Montreal

Quebec premier, opposition leaders show united front in support for holiday restrictions

Premier François Legault held a rare joint news conference Tuesday alongside opposition leaders to urge Quebecers that the need to follow the province's ban on gatherings is not just a political opinion.

François Legault warns health-care system will collapse if people don't obey rules

Quebec Premier François Legault addresses a news conference flanked by opposition leaders Paul St-Pierre Plamondon, Dominique Anglade and Manon Massé in Montreal, on Tuesday, December 22, 2020. (Paul Chiasson/The Canadian Press)

Premier François Legault held a rare joint news conference Tuesday alongside opposition leaders to warn Quebecers the health-care system will collapse if safety measures aren't followed over the holidays.
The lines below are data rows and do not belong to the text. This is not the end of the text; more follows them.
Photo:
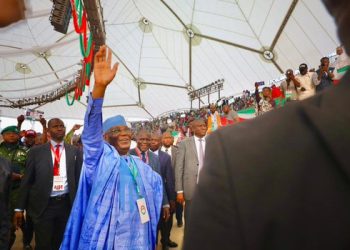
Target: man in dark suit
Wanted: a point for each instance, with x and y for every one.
(189, 162)
(169, 182)
(5, 188)
(171, 149)
(293, 191)
(49, 186)
(143, 139)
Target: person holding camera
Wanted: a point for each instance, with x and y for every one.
(307, 87)
(323, 77)
(289, 86)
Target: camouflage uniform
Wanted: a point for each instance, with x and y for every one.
(17, 155)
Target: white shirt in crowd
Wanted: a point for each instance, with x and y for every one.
(196, 140)
(164, 149)
(306, 83)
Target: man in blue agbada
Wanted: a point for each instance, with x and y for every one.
(116, 190)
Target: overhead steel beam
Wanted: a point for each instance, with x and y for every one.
(121, 61)
(164, 84)
(277, 66)
(94, 13)
(284, 23)
(121, 105)
(148, 112)
(190, 61)
(229, 43)
(174, 13)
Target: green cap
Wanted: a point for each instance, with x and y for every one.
(10, 129)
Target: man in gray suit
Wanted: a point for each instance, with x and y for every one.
(189, 162)
(142, 151)
(171, 149)
(293, 191)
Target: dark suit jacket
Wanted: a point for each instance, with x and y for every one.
(36, 185)
(174, 151)
(5, 188)
(167, 174)
(155, 165)
(281, 181)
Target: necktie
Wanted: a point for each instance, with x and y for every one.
(143, 157)
(201, 154)
(56, 165)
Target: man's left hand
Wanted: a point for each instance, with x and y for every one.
(166, 213)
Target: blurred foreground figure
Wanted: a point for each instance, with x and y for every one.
(11, 11)
(291, 192)
(119, 199)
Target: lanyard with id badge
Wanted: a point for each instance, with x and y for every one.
(141, 202)
(58, 180)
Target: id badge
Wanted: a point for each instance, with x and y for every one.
(58, 183)
(143, 212)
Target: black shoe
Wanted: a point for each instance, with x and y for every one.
(172, 244)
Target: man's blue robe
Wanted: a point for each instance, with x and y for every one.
(105, 213)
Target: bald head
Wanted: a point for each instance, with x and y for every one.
(167, 139)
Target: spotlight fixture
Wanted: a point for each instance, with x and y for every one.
(60, 15)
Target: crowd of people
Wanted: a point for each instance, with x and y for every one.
(297, 86)
(96, 192)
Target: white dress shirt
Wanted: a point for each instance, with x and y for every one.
(306, 82)
(63, 168)
(200, 165)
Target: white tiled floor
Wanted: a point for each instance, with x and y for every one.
(176, 236)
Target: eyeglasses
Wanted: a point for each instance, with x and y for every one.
(119, 130)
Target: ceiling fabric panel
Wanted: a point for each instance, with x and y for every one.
(151, 41)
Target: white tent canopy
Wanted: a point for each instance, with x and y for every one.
(168, 45)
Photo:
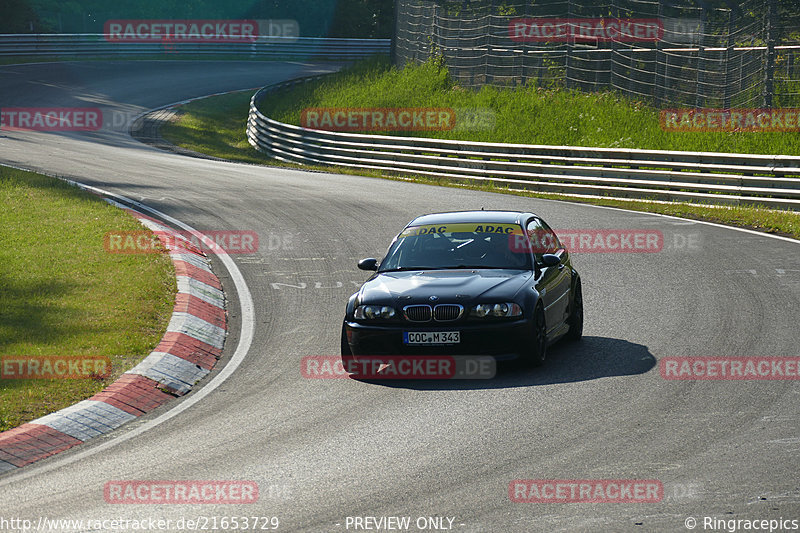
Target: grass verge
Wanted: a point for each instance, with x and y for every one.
(62, 294)
(216, 126)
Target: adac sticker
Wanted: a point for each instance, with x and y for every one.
(502, 229)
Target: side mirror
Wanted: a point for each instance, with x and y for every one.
(369, 263)
(549, 260)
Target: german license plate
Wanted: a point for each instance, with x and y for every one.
(431, 337)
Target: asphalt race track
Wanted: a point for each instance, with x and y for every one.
(325, 450)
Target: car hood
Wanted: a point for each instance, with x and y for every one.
(453, 286)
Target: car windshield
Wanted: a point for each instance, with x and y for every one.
(452, 246)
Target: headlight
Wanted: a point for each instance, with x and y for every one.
(372, 312)
(498, 310)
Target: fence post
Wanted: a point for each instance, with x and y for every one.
(769, 70)
(393, 46)
(726, 103)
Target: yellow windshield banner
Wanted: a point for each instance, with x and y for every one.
(471, 227)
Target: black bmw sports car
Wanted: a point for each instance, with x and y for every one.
(493, 283)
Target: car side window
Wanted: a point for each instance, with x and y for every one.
(543, 239)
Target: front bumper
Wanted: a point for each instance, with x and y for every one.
(502, 340)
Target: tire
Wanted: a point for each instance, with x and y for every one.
(575, 319)
(537, 351)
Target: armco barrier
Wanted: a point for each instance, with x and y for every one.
(96, 45)
(739, 179)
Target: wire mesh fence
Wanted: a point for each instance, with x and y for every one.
(713, 55)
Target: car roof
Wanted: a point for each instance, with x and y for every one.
(496, 217)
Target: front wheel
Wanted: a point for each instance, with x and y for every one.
(537, 352)
(575, 319)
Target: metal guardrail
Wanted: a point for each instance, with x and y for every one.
(739, 179)
(96, 45)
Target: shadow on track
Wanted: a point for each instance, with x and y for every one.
(567, 362)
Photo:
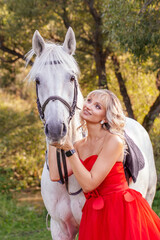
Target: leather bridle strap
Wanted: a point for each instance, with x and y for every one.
(53, 98)
(59, 166)
(65, 168)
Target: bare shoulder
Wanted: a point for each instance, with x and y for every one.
(113, 141)
(78, 144)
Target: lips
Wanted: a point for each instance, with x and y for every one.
(86, 112)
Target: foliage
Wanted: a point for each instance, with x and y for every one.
(17, 222)
(134, 26)
(22, 144)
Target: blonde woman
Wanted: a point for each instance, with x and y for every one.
(112, 210)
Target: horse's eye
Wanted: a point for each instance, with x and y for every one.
(72, 78)
(37, 81)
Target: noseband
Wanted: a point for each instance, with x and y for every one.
(60, 152)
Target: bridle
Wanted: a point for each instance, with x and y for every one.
(60, 152)
(71, 108)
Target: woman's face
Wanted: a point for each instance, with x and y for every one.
(93, 109)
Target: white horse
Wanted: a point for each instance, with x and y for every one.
(54, 70)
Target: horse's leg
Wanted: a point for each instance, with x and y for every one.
(61, 230)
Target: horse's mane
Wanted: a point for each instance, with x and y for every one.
(53, 55)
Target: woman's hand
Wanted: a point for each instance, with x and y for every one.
(66, 146)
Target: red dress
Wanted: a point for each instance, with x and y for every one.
(115, 212)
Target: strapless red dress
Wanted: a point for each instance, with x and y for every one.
(115, 212)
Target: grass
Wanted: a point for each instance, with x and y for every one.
(22, 148)
(21, 222)
(26, 222)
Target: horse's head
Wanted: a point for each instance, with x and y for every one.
(55, 73)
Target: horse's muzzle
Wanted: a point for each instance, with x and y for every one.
(55, 131)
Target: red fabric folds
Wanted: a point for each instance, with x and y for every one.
(115, 212)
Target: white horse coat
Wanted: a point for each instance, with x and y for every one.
(53, 68)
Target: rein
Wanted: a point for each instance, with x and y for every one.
(60, 152)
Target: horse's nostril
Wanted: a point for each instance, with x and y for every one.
(46, 129)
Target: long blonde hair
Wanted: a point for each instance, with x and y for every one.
(114, 113)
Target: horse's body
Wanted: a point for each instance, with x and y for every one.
(53, 68)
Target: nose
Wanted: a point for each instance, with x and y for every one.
(55, 131)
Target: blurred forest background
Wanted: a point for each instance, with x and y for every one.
(118, 47)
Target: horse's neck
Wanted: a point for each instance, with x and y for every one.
(74, 132)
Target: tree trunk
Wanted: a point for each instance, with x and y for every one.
(152, 114)
(122, 87)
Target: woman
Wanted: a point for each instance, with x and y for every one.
(112, 211)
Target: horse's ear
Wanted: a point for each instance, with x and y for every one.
(38, 43)
(69, 44)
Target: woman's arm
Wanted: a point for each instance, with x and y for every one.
(110, 153)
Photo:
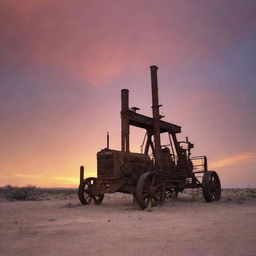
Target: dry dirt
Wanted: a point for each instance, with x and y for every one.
(188, 226)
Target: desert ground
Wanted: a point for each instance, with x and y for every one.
(57, 224)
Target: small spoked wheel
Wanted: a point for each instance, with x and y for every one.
(85, 195)
(211, 186)
(149, 191)
(171, 194)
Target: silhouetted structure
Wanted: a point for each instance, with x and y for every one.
(151, 179)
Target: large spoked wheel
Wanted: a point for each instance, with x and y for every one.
(84, 194)
(211, 187)
(149, 191)
(171, 194)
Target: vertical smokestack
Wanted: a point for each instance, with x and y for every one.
(156, 116)
(125, 121)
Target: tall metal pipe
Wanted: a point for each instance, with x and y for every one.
(156, 116)
(125, 131)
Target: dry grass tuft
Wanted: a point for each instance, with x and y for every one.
(29, 192)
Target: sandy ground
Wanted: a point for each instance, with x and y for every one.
(118, 227)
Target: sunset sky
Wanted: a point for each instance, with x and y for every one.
(63, 64)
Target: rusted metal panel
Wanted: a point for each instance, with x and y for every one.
(149, 179)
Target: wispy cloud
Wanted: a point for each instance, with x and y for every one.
(238, 159)
(64, 179)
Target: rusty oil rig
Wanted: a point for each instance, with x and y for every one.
(154, 179)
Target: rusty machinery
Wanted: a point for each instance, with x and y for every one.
(150, 178)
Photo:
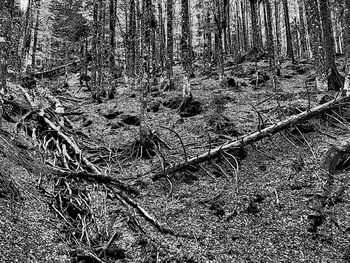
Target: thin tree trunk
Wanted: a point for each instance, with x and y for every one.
(290, 52)
(27, 35)
(6, 13)
(302, 31)
(347, 46)
(278, 42)
(185, 39)
(335, 81)
(112, 21)
(244, 27)
(254, 22)
(35, 38)
(270, 44)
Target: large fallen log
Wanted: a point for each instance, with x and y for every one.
(57, 71)
(253, 137)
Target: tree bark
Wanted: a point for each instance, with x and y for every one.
(290, 52)
(6, 13)
(35, 37)
(112, 21)
(254, 22)
(185, 39)
(335, 81)
(169, 42)
(347, 46)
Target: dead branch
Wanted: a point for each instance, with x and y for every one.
(255, 136)
(99, 178)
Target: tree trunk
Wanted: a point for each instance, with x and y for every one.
(27, 35)
(302, 31)
(314, 30)
(35, 38)
(254, 22)
(347, 46)
(208, 40)
(185, 39)
(218, 42)
(278, 42)
(112, 21)
(290, 52)
(252, 137)
(335, 81)
(269, 33)
(161, 36)
(169, 42)
(6, 13)
(244, 27)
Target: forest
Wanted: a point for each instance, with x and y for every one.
(174, 131)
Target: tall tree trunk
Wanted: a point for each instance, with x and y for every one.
(314, 31)
(244, 25)
(35, 38)
(302, 31)
(169, 42)
(218, 34)
(254, 22)
(95, 48)
(290, 52)
(6, 13)
(208, 39)
(335, 81)
(347, 46)
(270, 44)
(27, 35)
(161, 35)
(131, 40)
(278, 41)
(112, 21)
(185, 39)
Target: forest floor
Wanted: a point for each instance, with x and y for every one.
(264, 213)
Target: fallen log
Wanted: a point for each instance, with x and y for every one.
(253, 137)
(57, 71)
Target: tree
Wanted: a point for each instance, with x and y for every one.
(186, 48)
(35, 37)
(169, 44)
(6, 13)
(347, 45)
(335, 81)
(290, 52)
(112, 21)
(254, 21)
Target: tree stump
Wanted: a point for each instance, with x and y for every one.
(337, 158)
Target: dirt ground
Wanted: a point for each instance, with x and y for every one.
(272, 209)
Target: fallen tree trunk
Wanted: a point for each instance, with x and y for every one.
(57, 71)
(253, 137)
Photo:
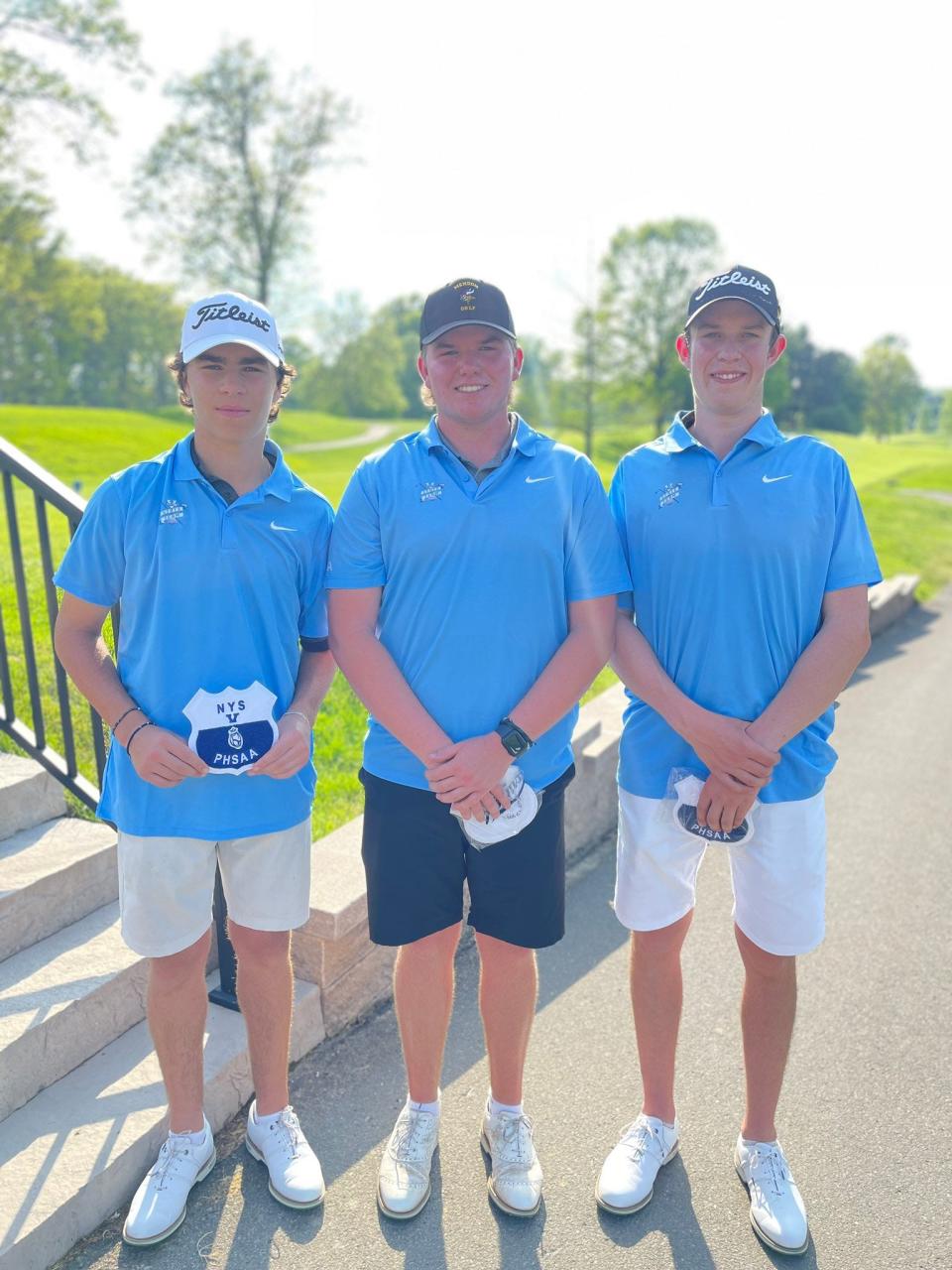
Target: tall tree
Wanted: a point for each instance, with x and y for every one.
(647, 276)
(944, 421)
(892, 388)
(227, 185)
(32, 89)
(828, 393)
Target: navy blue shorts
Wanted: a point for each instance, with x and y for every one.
(416, 858)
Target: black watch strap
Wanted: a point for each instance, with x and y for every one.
(513, 738)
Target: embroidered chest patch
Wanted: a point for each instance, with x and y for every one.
(172, 512)
(430, 490)
(232, 728)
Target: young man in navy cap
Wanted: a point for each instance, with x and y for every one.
(216, 553)
(751, 564)
(472, 579)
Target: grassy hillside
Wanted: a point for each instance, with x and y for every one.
(912, 534)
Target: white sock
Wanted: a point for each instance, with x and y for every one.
(267, 1119)
(509, 1107)
(195, 1138)
(429, 1107)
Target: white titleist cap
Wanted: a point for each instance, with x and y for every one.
(230, 318)
(524, 806)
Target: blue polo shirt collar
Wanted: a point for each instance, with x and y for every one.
(526, 439)
(280, 484)
(679, 437)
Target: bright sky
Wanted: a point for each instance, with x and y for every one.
(509, 139)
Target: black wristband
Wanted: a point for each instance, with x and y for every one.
(515, 739)
(136, 731)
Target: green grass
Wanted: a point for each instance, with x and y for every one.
(911, 535)
(85, 447)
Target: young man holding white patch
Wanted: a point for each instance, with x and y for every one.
(751, 563)
(472, 580)
(216, 553)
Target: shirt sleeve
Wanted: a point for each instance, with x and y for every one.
(94, 566)
(594, 563)
(616, 504)
(356, 549)
(312, 622)
(853, 559)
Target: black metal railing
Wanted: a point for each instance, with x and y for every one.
(39, 674)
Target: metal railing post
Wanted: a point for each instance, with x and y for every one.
(225, 993)
(49, 492)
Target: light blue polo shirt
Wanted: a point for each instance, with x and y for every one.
(213, 597)
(476, 580)
(730, 561)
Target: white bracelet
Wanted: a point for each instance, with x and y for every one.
(299, 715)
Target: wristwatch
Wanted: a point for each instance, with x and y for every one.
(513, 738)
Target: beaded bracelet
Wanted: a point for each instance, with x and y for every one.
(299, 715)
(125, 714)
(137, 730)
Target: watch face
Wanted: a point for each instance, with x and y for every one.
(513, 739)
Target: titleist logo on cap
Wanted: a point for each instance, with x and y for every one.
(738, 280)
(230, 318)
(738, 284)
(218, 312)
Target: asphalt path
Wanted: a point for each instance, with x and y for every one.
(866, 1114)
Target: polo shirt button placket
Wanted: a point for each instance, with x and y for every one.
(717, 495)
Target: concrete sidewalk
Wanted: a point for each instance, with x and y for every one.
(867, 1109)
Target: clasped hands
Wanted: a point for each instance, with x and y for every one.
(467, 775)
(163, 758)
(739, 765)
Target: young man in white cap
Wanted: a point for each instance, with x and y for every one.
(472, 579)
(751, 563)
(216, 553)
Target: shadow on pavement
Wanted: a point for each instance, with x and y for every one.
(671, 1214)
(895, 640)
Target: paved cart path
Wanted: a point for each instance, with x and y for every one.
(866, 1116)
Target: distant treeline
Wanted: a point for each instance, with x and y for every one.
(82, 333)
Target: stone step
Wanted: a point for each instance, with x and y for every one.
(76, 1152)
(51, 875)
(62, 1000)
(27, 795)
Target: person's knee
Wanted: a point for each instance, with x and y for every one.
(179, 968)
(431, 951)
(658, 945)
(763, 964)
(259, 947)
(507, 957)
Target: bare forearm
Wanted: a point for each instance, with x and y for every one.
(375, 677)
(87, 662)
(819, 675)
(313, 677)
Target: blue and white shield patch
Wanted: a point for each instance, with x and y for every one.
(231, 729)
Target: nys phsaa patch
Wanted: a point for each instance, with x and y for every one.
(234, 728)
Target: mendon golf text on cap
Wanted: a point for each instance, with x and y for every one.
(230, 318)
(738, 284)
(465, 303)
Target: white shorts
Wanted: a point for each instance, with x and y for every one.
(167, 885)
(778, 878)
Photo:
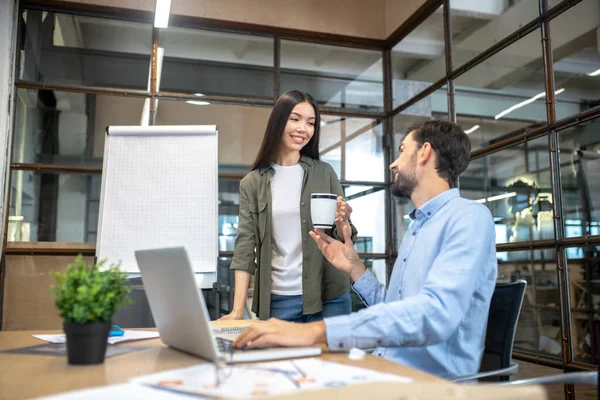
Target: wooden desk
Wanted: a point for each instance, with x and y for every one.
(25, 376)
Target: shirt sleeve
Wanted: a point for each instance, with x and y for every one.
(245, 243)
(431, 316)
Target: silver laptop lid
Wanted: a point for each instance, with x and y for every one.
(177, 307)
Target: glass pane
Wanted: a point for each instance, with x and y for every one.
(418, 59)
(53, 207)
(70, 49)
(575, 45)
(580, 172)
(241, 129)
(539, 323)
(205, 62)
(334, 76)
(584, 287)
(368, 216)
(353, 147)
(515, 185)
(68, 128)
(504, 94)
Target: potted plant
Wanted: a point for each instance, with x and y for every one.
(87, 297)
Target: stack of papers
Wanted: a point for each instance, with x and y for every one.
(127, 336)
(238, 381)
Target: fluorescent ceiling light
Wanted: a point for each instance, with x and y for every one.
(595, 73)
(498, 197)
(524, 103)
(473, 129)
(161, 15)
(198, 102)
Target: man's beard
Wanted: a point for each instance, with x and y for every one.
(404, 185)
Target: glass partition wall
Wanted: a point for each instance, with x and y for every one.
(521, 77)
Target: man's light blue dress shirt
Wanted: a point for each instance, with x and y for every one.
(434, 313)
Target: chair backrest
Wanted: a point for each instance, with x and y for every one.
(503, 317)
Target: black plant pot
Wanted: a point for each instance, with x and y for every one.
(86, 343)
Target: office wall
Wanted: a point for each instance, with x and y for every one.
(6, 45)
(370, 19)
(240, 128)
(28, 302)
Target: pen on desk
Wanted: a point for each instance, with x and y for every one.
(298, 369)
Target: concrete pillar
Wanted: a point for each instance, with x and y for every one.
(8, 25)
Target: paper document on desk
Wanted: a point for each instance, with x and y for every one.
(264, 379)
(127, 391)
(129, 335)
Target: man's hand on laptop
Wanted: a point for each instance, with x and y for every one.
(340, 255)
(276, 332)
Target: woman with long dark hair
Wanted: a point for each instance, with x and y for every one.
(293, 281)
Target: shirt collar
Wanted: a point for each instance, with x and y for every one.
(428, 209)
(304, 162)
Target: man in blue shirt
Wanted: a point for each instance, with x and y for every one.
(433, 315)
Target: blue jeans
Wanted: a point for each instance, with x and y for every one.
(289, 308)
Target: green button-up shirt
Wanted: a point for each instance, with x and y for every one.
(320, 280)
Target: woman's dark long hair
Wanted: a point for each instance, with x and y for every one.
(276, 125)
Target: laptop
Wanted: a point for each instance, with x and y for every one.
(181, 315)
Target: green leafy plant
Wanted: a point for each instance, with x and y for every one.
(88, 293)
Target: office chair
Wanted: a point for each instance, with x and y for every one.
(503, 317)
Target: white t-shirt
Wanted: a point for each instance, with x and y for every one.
(286, 260)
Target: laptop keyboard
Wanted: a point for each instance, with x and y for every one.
(225, 345)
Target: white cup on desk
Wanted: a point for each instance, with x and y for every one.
(322, 209)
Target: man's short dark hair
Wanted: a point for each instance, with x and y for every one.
(451, 145)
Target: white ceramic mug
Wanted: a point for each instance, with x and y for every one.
(322, 209)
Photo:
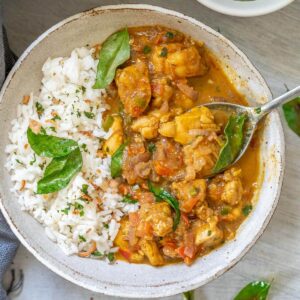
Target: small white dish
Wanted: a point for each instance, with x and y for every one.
(245, 8)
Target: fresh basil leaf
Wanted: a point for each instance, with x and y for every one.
(128, 199)
(234, 140)
(60, 172)
(255, 290)
(291, 112)
(116, 162)
(163, 195)
(50, 146)
(114, 52)
(188, 295)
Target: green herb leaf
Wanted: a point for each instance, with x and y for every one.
(291, 112)
(111, 257)
(50, 146)
(89, 115)
(33, 160)
(60, 172)
(163, 195)
(56, 117)
(255, 290)
(246, 210)
(188, 295)
(164, 52)
(147, 49)
(234, 140)
(81, 238)
(39, 108)
(84, 189)
(114, 52)
(97, 253)
(128, 199)
(116, 162)
(109, 120)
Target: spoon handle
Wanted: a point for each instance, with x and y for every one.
(290, 95)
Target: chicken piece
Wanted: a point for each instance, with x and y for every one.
(168, 159)
(161, 91)
(227, 187)
(196, 122)
(158, 215)
(136, 164)
(182, 100)
(189, 193)
(111, 145)
(134, 88)
(151, 250)
(208, 234)
(147, 126)
(200, 157)
(176, 61)
(121, 241)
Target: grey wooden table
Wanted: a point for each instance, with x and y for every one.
(272, 43)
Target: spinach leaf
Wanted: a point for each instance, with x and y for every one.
(163, 195)
(188, 295)
(59, 172)
(234, 141)
(50, 146)
(116, 162)
(114, 52)
(291, 112)
(255, 290)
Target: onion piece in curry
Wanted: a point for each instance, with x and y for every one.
(171, 143)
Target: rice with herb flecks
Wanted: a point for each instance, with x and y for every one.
(68, 107)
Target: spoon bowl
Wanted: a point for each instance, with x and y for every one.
(254, 115)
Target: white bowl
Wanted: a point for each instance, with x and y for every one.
(245, 8)
(123, 279)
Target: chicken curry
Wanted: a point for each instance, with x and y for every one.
(164, 144)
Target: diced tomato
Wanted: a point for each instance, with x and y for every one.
(185, 218)
(162, 170)
(187, 206)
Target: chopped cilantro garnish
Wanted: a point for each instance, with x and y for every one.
(39, 109)
(56, 117)
(111, 257)
(97, 253)
(89, 115)
(43, 130)
(84, 189)
(33, 160)
(82, 238)
(19, 162)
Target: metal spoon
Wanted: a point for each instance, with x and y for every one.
(254, 115)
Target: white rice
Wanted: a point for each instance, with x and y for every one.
(70, 80)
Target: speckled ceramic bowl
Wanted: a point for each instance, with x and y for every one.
(123, 279)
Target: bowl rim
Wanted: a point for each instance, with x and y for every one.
(242, 12)
(180, 288)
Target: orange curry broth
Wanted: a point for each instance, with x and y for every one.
(212, 86)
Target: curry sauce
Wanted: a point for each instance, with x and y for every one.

Cases of COVID-19 are rising steadily in the province — Quebec posted a record-high 2,183 new cases on Tuesday — and particularly worrying is the number of people who are currently hospitalized due to the disease.

As of Tuesday, there were 1,055 COVID-19 patients in hospital. That's about half of the total number of beds in the province that have been set aside for treating the highly infectious disease. 

"It's important that we are together, united, to save our health network," Legault said at news conference.

He said that while the province has ordered most businesses to close over the holidays, and the winter school break has been extended, he cannot control what happens inside the homes of Quebecers over the Christmas season.

"It's time to be responsible," Legault said. He said Quebecers should think of health-care workers who will be spending their holidays treating the most severe cases of COVID-19.

Those who live alone can be invited over to celebrate the holidays — but that is the only exception for the province's ban on gatherings.

"We see the light at the end of the tunnel," Legault said. "We can make a difference if we stay united."

Legault also implored Quebecers to rethink any travel plans they may have this winter.

"It's not the time, even if it's allowed, to go south," Legault said, referring to the Quebecers seen boarding planes to vacation destinations such as the Dominican Republic in recent days.

He added the province is looking at ways of ensuring these Quebecers respect the mandatory 14-day isolation period when they return home.

That may include housing them in hotels, if the federal government requires aid from the province, Legault said.

Opposition parties come together with one message

Dominique Anglade, the leader of the Quebec Liberal Party, said it was important the four leaders showed a united front in supporting the public health rules, given that the health-care system is at a "breaking point."

She asked Quebecers to call those who are feeling isolated over the holidays, saying it is a way to "propagate the Christmas magic, rather than the virus."

She said she has a list of about 20 people who she will be calling over the holidays.

"I'm thinking a lot about the people who will be in our health care system during the holiday season, looking after sick people," Anglade said.

Manon Massé, co-spokesperson of left-wing Québec Solidaire, said she was putting aside her political differences with Legault, temporarily, to show it is critical that Quebecers work together to avoid disaster.

Legault said that while the province has ordered most businesses to close over the holidays and the winter school break has been extended, he cannot control what happens inside the homes of Quebecers over the Christmas season. (Paul Chiasson/The Canadian Press)

"It's putting others in danger," she said of those who don't follow the public health rules. "It could be you, or someone close to you who is next."

She said she will be calling her children and siblings this holiday season, instead of seeing them in person.

"I hope that everyone would respect the sanitary measures to be sure to take care of people who are taking care of us," she said.

Paul St-Pierre Plamondon, leader of the Parti Québécois, said obeying the rules is a "sign of respect" to those who are working day and night in the province's hospitals, and that it will save lives.

"At Christmas time, we think of others," he said.